Tanto un buen fotógrafo como un camarógrafo de mediana experiencia, saben que la construcción de la imagen posee una serie de artificios que (implícita o explícitamente), le van dando forma al mensaje visual: desde el encuadre, que abstrae una parcela de la realidad para ser capturada; o el ángulo de la toma, que aumenta o disminuye el grado de importancia del retratado; así como el tipo la iluminación, etc., los cuales son pasos previos a la captura de la imagen. Y ahora podemos agregar a lo anterior la serie de efectos posteriores al revelado de la misma, mediante la manipulación digital.

Los artistas y artesanos de la imagen recibirán con albricias estas nuevas tecnologías, pues (aquellos que puedan pagar o piratearse estos programas informáticos) podrán tener un abanico más amplio en su paleta de expresión; pero, ¿quién nos dice que dichos avances tecnológicos se usarán siempre con fines éticos, moralmente aceptables? ¿Recuerdan la película “Wag the Dog”?

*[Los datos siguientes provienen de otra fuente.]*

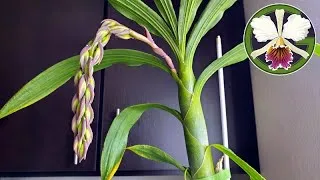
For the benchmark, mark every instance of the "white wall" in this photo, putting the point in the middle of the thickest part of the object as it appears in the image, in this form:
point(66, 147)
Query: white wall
point(288, 111)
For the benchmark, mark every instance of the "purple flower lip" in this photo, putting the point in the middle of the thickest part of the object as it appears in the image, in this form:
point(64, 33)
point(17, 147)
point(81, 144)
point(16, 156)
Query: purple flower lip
point(280, 57)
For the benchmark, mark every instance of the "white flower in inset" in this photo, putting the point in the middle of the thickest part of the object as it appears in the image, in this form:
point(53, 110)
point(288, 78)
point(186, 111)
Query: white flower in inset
point(279, 49)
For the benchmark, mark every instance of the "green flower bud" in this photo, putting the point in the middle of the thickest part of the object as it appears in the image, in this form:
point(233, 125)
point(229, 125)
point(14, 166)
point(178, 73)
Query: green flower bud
point(81, 87)
point(74, 124)
point(74, 103)
point(77, 77)
point(81, 108)
point(88, 135)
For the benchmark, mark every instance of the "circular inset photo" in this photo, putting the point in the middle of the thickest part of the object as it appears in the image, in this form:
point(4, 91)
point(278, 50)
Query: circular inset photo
point(279, 39)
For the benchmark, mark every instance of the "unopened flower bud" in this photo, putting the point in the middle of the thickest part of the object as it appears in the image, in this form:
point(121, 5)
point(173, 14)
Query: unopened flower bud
point(81, 108)
point(74, 124)
point(74, 103)
point(81, 87)
point(77, 77)
point(89, 135)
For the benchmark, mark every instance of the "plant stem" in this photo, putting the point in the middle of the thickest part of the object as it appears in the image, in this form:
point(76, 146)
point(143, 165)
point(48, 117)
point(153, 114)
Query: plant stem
point(195, 130)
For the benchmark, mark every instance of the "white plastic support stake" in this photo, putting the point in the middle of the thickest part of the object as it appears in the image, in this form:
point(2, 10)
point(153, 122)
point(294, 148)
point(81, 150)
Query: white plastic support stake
point(223, 104)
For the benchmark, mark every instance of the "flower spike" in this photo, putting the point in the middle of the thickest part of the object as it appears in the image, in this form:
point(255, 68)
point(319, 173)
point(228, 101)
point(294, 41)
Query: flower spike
point(91, 55)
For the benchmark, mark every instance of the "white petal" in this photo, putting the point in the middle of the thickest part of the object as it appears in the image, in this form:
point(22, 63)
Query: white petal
point(264, 49)
point(263, 28)
point(296, 28)
point(297, 50)
point(279, 15)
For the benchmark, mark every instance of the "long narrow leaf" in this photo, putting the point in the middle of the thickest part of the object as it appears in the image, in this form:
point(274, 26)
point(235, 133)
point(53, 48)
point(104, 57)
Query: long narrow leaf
point(117, 137)
point(254, 175)
point(209, 18)
point(57, 75)
point(165, 7)
point(139, 12)
point(155, 154)
point(187, 13)
point(235, 55)
point(317, 50)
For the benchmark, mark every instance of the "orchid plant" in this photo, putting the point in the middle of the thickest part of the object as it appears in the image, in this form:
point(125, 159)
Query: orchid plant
point(279, 49)
point(183, 36)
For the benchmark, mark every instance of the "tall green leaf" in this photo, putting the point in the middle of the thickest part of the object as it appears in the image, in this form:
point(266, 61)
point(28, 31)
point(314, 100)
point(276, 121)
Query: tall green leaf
point(222, 175)
point(254, 175)
point(235, 55)
point(139, 12)
point(165, 7)
point(187, 13)
point(155, 154)
point(209, 18)
point(117, 137)
point(317, 49)
point(57, 75)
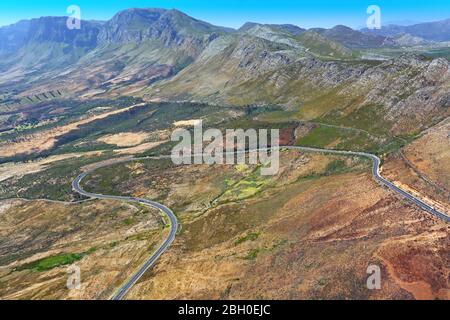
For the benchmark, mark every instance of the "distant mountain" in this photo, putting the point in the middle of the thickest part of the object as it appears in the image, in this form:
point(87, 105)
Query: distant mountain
point(289, 28)
point(352, 38)
point(137, 46)
point(168, 26)
point(323, 46)
point(48, 30)
point(433, 31)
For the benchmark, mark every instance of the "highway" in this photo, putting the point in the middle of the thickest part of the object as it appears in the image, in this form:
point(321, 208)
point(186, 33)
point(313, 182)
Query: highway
point(122, 291)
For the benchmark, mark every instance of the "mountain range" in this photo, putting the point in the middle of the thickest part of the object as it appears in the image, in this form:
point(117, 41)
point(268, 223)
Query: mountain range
point(165, 54)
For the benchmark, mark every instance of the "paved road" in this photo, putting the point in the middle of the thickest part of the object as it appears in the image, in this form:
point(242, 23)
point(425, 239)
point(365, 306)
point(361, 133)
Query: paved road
point(163, 247)
point(376, 162)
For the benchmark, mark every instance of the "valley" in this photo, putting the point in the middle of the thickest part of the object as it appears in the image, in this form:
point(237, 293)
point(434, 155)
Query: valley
point(104, 100)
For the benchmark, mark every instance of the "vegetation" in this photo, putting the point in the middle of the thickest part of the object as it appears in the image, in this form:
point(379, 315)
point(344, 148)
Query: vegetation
point(51, 262)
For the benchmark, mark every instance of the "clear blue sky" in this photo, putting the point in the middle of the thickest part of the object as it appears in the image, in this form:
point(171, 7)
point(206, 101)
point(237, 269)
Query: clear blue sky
point(233, 13)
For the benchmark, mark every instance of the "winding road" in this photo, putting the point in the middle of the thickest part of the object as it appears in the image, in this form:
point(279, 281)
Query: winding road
point(120, 294)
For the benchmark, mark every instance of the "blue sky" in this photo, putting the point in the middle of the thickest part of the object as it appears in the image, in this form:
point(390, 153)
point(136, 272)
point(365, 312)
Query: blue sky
point(233, 13)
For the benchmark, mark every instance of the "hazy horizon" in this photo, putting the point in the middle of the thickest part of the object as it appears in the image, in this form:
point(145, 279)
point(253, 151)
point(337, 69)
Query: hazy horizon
point(233, 13)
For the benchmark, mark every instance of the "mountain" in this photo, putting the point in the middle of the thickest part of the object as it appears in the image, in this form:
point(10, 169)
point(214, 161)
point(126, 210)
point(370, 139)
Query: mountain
point(289, 28)
point(433, 31)
point(48, 30)
point(134, 48)
point(168, 26)
point(354, 39)
point(323, 46)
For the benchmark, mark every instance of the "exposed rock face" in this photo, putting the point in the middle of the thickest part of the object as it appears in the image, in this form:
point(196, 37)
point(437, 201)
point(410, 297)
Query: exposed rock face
point(171, 27)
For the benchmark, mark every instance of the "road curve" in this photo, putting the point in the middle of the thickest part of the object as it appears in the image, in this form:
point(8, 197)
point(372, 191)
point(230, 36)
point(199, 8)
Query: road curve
point(161, 249)
point(120, 294)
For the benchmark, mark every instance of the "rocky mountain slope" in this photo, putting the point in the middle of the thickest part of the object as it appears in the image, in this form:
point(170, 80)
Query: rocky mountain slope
point(165, 54)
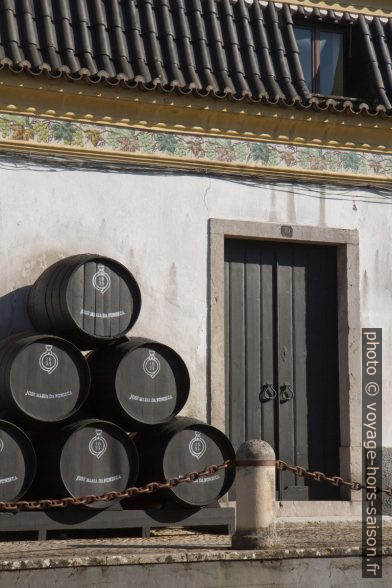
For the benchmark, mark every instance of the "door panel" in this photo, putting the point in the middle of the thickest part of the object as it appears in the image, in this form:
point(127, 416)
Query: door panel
point(281, 355)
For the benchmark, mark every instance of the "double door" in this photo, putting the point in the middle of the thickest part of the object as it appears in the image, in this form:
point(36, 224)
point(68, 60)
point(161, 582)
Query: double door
point(281, 356)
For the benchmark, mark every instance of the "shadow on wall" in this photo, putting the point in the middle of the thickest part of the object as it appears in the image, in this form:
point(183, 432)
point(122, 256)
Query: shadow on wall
point(13, 313)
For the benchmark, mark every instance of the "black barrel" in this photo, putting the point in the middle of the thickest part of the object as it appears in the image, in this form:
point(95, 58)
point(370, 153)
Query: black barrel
point(86, 298)
point(87, 457)
point(43, 379)
point(181, 446)
point(138, 382)
point(17, 462)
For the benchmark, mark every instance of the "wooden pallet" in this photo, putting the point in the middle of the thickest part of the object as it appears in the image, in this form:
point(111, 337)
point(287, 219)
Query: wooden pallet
point(71, 520)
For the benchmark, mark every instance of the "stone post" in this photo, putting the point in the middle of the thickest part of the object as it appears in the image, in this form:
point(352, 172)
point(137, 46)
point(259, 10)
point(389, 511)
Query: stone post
point(255, 495)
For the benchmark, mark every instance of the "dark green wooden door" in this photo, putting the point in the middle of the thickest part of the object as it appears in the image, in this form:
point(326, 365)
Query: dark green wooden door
point(282, 356)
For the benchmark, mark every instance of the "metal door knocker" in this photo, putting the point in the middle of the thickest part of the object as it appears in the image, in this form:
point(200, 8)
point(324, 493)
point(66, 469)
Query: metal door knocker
point(267, 393)
point(286, 393)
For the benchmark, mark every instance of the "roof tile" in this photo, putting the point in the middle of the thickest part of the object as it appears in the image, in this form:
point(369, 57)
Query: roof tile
point(237, 49)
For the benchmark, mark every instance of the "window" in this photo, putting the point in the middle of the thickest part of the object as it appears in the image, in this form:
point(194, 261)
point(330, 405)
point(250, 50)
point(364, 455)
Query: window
point(321, 53)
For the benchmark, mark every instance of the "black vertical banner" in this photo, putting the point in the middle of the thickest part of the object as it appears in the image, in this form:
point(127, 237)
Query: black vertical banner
point(372, 453)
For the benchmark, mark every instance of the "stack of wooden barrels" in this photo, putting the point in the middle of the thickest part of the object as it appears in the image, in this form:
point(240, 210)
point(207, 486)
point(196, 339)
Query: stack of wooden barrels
point(85, 409)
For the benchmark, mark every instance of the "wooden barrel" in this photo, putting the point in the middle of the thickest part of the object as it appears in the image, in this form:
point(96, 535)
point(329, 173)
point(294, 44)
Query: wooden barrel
point(181, 446)
point(86, 298)
point(87, 457)
point(138, 382)
point(17, 462)
point(43, 379)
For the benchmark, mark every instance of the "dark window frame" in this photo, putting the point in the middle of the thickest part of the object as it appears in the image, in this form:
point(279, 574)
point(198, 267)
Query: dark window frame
point(317, 28)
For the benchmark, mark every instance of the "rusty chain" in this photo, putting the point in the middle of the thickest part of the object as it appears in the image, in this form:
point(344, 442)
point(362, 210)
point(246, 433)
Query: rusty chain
point(108, 496)
point(34, 505)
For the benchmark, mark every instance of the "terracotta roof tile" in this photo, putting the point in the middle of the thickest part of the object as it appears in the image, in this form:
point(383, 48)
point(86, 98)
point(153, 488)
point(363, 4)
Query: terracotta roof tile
point(235, 49)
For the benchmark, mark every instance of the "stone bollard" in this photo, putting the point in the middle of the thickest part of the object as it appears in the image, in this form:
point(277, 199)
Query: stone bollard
point(255, 495)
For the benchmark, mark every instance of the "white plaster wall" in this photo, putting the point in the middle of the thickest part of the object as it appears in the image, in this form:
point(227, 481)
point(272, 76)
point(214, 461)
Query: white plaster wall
point(157, 226)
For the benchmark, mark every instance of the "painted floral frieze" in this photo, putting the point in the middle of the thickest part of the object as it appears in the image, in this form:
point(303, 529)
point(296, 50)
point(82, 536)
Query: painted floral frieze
point(212, 149)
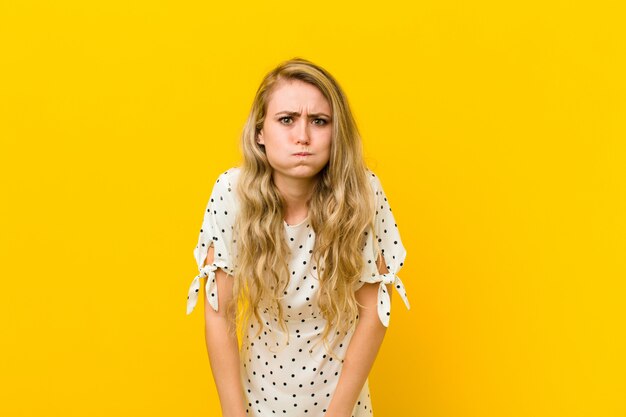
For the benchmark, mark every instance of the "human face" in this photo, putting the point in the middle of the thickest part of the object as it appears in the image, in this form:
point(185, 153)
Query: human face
point(297, 130)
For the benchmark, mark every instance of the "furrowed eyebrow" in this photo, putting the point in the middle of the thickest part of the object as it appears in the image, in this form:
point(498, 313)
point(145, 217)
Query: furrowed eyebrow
point(295, 113)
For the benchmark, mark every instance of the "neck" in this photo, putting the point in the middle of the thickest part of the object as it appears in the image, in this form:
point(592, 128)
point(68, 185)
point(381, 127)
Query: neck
point(296, 192)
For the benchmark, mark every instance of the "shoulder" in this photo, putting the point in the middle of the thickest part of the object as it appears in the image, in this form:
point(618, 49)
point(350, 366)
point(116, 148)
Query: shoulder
point(374, 181)
point(226, 181)
point(228, 177)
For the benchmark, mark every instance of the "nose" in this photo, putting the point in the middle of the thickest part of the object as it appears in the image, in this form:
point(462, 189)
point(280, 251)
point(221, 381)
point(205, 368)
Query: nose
point(302, 133)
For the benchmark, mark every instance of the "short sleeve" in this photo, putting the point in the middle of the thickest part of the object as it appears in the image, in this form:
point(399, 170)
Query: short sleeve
point(386, 241)
point(217, 231)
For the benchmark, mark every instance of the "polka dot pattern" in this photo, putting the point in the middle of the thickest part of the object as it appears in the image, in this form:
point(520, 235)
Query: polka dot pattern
point(291, 374)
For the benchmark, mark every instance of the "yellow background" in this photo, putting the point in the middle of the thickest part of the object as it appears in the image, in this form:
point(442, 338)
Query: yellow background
point(497, 129)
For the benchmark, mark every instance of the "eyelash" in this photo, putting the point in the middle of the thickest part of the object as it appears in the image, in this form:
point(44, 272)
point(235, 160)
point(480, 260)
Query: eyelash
point(289, 117)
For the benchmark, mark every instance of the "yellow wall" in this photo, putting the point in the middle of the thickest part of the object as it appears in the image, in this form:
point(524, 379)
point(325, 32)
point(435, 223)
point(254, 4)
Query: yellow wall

Orwell, en su distopia futurista “1984”, nos plantea un mundo que está “reescribiendo su pasado”, de una manera acorde a los intereses de los individuos que detentan el poder en ese momento.

Bueno, pues, bienvenidos a una era donde podemos grabarnos a nosotros mismos platicando con nuestro personaje favorito del cine (siempre y cuando encontremos el segmento apropiado para insertar nuestra presencia) y donde podemos colocar nuestros rostros besando la foto de nuestra(o) modelo favorita(o), o suplantar con nuestro rostro el cuerpo de aquella persona que siempre criticamos por ser “superficial”, pero que en el fondo siempre envidiamos por el perfecto cuerpo que tiene... Únicamente es cuestión de convencer a nuestra celebridad favorita para que se deje “capturar”, con la pose adecuada, en una foto con la super cámara digital que acabamos de adquirir.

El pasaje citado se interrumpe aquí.